OLDS MOOC is making me think about learning design. It’s a course in Learning Design, after all. Don’t get me wrong, I think about learning design a lot: I design materials to aid students’ learning and academic colleagues’ teaching, but I don’t often reflect on this process itself. It feels difficult and awkward to be reflexive, to be inquiring about my practice.
There was an interesting discussion on Google Groups entitled “What does learning design mean for you”, with references to some old friends (Kolb’s Learning Cycle, Stephen Downes) and some new theories. As a teacher I liked methodology (I entered TEFL at a time when there were approaches galore), but felt that a little theory went a long way: it can occasionally become a kind of self-aggrandising navel gazing or a lexical stick to beat other teachers with. I don’t think that’s happening on oldsmooc, but I think it’s a danger with this kind of course.

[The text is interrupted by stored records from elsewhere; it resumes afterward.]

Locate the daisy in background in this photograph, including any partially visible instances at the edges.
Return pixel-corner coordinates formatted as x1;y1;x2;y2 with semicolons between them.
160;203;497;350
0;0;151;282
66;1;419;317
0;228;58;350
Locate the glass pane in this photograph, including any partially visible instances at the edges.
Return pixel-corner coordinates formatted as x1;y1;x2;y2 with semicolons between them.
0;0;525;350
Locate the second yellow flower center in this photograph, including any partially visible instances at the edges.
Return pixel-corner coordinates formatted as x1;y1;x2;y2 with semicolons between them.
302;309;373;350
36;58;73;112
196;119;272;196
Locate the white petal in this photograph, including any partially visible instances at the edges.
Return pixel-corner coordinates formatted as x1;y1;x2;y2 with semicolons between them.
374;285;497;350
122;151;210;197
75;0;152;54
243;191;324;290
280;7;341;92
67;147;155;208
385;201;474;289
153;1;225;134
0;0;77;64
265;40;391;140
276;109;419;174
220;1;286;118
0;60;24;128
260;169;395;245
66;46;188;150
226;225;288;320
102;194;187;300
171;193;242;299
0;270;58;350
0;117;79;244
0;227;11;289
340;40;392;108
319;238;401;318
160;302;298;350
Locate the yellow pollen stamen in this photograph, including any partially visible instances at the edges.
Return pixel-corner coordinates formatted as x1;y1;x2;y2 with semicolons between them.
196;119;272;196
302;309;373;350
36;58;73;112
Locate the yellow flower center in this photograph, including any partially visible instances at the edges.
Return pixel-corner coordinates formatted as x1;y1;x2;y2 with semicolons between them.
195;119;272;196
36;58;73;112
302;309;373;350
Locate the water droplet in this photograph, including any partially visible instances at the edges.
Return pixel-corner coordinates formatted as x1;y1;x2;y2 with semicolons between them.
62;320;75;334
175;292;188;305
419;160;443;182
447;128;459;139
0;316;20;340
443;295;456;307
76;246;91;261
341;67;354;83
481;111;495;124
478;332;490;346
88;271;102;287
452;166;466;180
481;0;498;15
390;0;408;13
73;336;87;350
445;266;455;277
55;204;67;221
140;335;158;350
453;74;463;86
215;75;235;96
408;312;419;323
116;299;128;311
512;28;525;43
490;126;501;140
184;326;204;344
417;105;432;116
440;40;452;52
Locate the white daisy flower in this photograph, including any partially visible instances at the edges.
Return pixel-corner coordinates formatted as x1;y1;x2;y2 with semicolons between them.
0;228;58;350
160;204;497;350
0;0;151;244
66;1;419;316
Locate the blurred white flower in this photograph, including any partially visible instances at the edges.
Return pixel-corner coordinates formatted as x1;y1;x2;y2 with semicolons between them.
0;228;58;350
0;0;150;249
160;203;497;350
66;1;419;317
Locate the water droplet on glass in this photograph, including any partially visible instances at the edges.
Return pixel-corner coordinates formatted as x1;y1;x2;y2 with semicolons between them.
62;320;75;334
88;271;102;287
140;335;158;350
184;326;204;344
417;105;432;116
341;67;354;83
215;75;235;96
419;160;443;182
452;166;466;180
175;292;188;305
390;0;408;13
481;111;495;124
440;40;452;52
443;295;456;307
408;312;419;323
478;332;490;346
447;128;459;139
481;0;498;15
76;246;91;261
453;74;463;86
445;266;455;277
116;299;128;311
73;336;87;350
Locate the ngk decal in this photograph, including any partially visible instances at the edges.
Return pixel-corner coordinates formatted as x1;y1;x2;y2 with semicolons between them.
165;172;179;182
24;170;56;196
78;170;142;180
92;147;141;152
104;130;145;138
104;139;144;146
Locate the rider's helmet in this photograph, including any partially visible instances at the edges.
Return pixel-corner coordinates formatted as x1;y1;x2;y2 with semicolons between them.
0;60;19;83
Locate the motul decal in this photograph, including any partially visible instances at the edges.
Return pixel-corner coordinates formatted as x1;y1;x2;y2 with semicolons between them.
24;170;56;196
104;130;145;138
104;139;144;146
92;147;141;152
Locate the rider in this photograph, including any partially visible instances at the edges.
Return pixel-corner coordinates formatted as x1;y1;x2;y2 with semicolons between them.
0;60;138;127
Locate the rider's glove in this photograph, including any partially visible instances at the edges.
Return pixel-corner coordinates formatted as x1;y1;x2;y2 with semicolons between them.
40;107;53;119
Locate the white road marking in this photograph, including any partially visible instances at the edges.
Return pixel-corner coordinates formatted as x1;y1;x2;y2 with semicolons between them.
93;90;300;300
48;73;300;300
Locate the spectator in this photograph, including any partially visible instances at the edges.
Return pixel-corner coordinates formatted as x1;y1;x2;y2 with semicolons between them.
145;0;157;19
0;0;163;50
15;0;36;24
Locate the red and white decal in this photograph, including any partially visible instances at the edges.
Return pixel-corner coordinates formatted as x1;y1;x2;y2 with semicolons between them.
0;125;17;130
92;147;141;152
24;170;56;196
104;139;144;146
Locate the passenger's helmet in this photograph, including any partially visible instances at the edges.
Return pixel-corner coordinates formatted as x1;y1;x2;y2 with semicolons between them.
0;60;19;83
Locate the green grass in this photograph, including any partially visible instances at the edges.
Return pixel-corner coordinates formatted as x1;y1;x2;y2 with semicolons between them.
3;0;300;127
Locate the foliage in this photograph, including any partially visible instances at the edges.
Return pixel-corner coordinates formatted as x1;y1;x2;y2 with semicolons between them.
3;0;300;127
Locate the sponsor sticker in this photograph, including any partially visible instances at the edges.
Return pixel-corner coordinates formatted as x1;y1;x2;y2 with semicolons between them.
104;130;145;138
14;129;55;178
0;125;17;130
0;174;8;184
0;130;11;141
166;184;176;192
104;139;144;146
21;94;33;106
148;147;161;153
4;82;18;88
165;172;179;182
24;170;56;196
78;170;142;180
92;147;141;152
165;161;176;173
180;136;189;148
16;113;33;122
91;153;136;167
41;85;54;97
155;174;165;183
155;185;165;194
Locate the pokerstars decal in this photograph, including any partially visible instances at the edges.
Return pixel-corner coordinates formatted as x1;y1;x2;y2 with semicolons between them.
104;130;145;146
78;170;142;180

All of which is a long run up for the short jump of my very personal statement about learning design:
There is so much great debate and links to promising resources in this thread that I can add little, except my own personal account as someone who does learning design with teachers but doesn’t teach. A strange position, granted, but there you go.
For me, learning design is multi-faceted and malleable. Learning design is not an individual endeavour, it’s a team effort involving teachers, students, admin staff and sometimes learning technologists. No two courses, teachers or students are the same and so it’s important to have a range of options, to have a fluid mix of elements. To do this it’s important to keep learning, keep trying new things and try to keep an open mind.
For me learning design is about taking in the context of a learning situation as fully as possible: the politics, personalities, subject domains, skills, attitudes and dispositions of stakeholders to begin with. Then the educational context: how is it assessed; is assessment fixed or can we change it; how many students are there; what if we end up with a much larger cohort than anticipated, or much smaller? Do we know what tends to work well for these types of students in this subject domain – what are people in other settings doing? What kind of tasks and interactions might promote learning? What kind of learning do we value most? How will we know if learning is happening? How do we promote peer support? How can we introduce ‘authentic’ activity into the learning and assessment. Can we trial new ideas with colleagues or small groups beforehand?
It begins and ends with people.
Sometimes what seems important turns out to be impossible, sometimes beautiful things happen spontaneously.